The Role of European Institutions and Third Actors in the Development of the European Flexicurity Concept
Sonja Bekker, Tilburg University
The development of the European flexicurity concept is on the hand described as a Commission-driven project and on the other hand as a process that followed to some extent the principles for good governance. This paper sheds light on the actual roles and views of a wide range of actors throughout the flexicurity policy-making process by providing a detailed and in-depth process description. The paper combines new governance theory that among others values broad and equal actor inclusion at all stages of the policy-making process, with political theory that emphasises the role of power in explaining the outcome of a process. It compares the assumptions of these theories with the actual policy-making process as it took place and moreover allows for the rich case data to add relevant observations to the analysis. To this end, the paper uses both the process-tracing methodology and the congruence methodology.

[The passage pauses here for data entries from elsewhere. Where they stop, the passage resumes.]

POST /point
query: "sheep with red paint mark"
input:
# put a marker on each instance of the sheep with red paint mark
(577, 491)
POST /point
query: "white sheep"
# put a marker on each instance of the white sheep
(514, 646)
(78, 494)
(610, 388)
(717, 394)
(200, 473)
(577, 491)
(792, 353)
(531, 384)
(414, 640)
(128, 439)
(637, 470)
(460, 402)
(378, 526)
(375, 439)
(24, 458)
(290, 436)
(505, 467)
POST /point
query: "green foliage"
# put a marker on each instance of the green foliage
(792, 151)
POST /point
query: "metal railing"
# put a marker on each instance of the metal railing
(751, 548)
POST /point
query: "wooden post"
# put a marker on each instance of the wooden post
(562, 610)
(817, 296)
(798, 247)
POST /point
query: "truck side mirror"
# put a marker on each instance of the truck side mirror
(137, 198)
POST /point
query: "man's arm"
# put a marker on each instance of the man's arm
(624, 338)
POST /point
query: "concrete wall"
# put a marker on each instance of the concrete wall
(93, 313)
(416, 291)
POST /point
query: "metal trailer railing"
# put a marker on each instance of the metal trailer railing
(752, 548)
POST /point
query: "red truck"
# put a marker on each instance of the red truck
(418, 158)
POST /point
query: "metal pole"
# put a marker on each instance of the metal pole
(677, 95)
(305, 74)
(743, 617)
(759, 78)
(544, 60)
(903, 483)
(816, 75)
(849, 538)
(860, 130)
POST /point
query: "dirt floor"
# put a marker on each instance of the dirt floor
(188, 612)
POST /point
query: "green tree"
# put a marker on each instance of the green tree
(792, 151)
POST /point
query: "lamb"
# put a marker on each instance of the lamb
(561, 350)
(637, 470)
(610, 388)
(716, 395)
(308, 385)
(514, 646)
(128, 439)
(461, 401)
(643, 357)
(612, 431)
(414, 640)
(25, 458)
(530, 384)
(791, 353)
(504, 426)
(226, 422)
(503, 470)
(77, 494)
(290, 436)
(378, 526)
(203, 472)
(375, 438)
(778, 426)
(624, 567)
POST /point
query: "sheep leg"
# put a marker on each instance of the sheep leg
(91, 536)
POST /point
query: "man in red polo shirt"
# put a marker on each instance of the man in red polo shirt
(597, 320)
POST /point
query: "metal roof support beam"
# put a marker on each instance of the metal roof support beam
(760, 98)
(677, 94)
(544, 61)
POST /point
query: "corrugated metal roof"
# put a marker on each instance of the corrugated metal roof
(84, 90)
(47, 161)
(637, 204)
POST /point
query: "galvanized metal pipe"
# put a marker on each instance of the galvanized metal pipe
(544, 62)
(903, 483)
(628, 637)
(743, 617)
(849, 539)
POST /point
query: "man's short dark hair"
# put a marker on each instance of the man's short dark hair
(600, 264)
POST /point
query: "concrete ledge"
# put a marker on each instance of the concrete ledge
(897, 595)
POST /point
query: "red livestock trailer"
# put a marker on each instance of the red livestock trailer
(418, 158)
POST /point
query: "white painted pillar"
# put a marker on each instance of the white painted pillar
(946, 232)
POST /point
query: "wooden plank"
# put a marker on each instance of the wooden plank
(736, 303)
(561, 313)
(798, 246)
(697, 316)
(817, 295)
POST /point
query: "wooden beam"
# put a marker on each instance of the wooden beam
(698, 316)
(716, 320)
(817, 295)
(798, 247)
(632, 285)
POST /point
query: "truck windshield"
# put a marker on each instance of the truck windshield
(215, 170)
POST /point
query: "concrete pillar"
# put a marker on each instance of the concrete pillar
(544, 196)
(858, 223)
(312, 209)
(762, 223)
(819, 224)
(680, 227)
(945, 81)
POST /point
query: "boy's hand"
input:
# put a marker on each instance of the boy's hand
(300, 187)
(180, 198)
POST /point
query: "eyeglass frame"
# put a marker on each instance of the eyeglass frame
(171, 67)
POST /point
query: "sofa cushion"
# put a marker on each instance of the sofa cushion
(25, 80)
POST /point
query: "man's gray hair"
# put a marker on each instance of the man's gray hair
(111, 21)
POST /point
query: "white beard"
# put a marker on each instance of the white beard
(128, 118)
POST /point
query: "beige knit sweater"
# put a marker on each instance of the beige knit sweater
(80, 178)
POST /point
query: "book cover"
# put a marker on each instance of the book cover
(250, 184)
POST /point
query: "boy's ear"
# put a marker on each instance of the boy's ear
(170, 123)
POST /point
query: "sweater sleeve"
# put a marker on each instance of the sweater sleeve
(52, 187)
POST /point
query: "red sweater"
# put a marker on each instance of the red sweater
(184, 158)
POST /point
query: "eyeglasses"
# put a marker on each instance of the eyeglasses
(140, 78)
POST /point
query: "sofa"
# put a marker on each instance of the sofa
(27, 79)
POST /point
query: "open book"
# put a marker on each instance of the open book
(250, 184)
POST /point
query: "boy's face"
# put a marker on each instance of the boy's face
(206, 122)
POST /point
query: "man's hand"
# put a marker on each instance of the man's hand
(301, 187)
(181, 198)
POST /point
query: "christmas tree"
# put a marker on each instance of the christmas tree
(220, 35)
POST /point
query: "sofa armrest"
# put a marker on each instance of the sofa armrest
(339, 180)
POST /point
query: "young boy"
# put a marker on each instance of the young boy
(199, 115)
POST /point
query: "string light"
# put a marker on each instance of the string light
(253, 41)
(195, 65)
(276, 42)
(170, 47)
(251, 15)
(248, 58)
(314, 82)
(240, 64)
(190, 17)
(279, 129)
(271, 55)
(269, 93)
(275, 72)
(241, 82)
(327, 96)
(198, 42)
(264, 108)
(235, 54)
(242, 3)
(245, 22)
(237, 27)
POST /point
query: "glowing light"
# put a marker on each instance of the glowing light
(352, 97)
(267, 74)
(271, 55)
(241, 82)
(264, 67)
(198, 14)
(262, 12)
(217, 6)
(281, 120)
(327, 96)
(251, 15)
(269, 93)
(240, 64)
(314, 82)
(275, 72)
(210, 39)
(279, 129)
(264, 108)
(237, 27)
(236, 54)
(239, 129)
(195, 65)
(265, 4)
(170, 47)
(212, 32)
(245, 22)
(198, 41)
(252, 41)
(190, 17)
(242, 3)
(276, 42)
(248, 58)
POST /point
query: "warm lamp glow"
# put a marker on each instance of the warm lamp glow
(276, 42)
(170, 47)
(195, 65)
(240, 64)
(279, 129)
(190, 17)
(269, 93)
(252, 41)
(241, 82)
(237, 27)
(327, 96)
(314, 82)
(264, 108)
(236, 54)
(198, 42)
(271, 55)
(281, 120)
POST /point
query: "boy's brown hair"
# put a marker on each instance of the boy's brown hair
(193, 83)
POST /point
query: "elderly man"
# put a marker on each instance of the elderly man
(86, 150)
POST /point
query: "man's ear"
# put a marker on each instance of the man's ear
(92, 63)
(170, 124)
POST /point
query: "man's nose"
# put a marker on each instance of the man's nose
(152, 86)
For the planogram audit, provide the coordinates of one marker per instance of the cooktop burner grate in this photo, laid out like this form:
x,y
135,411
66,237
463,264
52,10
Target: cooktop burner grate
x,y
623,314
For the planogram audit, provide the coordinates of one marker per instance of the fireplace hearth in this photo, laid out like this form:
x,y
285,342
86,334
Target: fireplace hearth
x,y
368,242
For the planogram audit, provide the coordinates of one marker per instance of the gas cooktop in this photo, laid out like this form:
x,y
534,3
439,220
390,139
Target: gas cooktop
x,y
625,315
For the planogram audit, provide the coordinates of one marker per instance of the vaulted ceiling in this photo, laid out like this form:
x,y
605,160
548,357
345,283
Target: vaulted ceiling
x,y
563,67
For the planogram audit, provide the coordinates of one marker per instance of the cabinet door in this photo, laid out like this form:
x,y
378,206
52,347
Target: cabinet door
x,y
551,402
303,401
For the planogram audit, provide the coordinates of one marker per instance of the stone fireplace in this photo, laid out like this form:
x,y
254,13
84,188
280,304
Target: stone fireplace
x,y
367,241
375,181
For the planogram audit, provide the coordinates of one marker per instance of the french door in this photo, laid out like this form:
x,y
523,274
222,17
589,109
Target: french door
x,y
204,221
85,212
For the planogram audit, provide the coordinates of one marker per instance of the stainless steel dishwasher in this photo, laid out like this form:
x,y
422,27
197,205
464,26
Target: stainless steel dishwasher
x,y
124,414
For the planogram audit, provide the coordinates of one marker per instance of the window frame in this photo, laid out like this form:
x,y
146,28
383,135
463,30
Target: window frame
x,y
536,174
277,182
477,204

Based on over 500 documents and 34 elite interviews with key policy-makers from six different European Institutions, ten European level social partner organisations, and six European level NGOs, the paper scrutinises the roles and views of these actors throughout the policy-making process. The paper concludes that although the Commission was an important driver of the flexicurity agenda, other key actors helped shaping flexicurity as well, some of which had a rather important role. However, actor participation was not equal, nor were all actors involved from early on in the policy-making process, suggesting that both new governance and political theories may explain the policy-making outcome.